India has to lose hundreds of soldiers––Hindu, Muslim, Sikh, Christian, Buddhist, Jain etc––to push the militants back. Had Khan or his party than exposed the failure of the then Vajpayee government it would have scored some points.

Instead 15 years later he deliberately tried to vitiate the atmosphere by simply parroting what an army officer supposedly told him about the role of Muslim soldiers. There is absolutely no scope whatsoever to take credit for the Kargil by Muslims alone and that too after so many years.

Khan knows that, unlike 1999––or later elections––this is the season of absurd utterances. The BJP might have capitalized on the Kargil victory in 1999 but it did so without anyone boasting about 56 inch broad chest of the prime minister.

Be it Khan, Amit Shah, Imran Masood and other Sangh Parivar rabble-rousers they all know that they can outdo each other only by some outlandish comments. They cunningly utilize the ubiquitous presence of media to achieve their respective goals by polarizing the electorate.

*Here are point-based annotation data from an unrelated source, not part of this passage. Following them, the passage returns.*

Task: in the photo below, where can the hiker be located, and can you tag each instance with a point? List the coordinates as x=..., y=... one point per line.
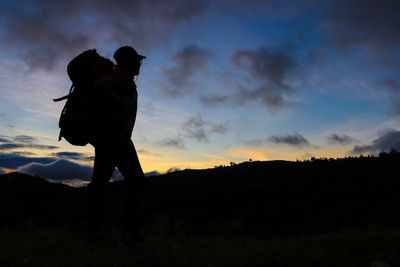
x=116, y=107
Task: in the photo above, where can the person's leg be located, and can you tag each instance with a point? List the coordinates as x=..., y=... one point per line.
x=104, y=166
x=129, y=166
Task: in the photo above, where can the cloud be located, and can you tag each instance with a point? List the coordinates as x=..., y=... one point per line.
x=389, y=139
x=22, y=142
x=58, y=170
x=16, y=159
x=394, y=90
x=213, y=100
x=25, y=139
x=295, y=139
x=46, y=32
x=73, y=155
x=271, y=66
x=341, y=139
x=370, y=23
x=147, y=152
x=152, y=173
x=9, y=146
x=177, y=142
x=189, y=61
x=197, y=128
x=4, y=140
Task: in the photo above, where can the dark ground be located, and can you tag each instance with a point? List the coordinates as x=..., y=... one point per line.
x=249, y=201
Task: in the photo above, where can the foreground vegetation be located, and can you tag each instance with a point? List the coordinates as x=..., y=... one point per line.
x=168, y=243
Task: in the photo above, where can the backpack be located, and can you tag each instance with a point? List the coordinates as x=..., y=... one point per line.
x=77, y=117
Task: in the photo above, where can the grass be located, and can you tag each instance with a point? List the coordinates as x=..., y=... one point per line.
x=168, y=243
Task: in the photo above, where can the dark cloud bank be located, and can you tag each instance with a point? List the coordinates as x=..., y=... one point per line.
x=389, y=139
x=44, y=32
x=295, y=140
x=189, y=61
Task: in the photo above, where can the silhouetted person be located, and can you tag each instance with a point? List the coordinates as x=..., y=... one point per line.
x=116, y=101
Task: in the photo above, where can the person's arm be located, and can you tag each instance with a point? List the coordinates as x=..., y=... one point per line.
x=110, y=99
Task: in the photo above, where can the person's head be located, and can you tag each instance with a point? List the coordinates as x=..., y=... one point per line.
x=127, y=58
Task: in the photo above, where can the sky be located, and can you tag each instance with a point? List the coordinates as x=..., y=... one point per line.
x=223, y=81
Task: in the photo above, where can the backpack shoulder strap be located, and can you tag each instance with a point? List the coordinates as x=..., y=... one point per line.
x=64, y=97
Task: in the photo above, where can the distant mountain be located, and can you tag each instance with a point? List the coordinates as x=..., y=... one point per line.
x=262, y=197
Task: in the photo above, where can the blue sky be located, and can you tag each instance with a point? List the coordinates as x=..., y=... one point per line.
x=223, y=80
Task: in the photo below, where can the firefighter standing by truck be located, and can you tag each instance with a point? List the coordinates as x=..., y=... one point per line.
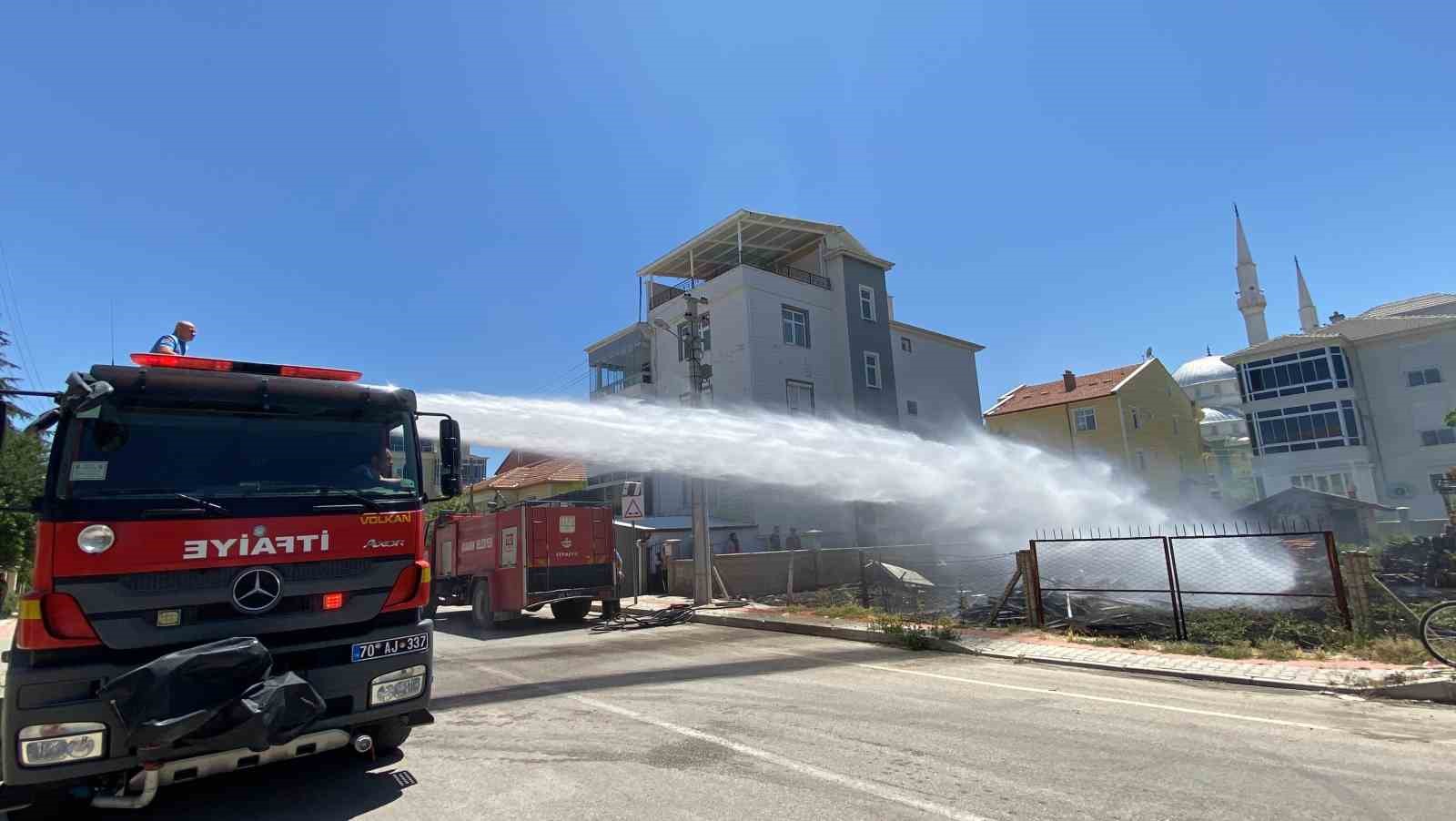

With election being held in such a surcharged atmosphere in the post-Muzaffarnagar riots days the Bharatiya Janata Party is certainly grateful to Khan, who has helped it consolidate its position further.
If Khan thinks that his Muslim supporters would be happy with such great claims about the braveness of the soldiers belonging to the community he is living in fool’s paradise. It is in the interest of the community that the communal tension subsides and amity return.

The politician from Rampur has neither done good to himself, nor to the community or his own party and the country. This is not a very Azam (great) way of making election speech.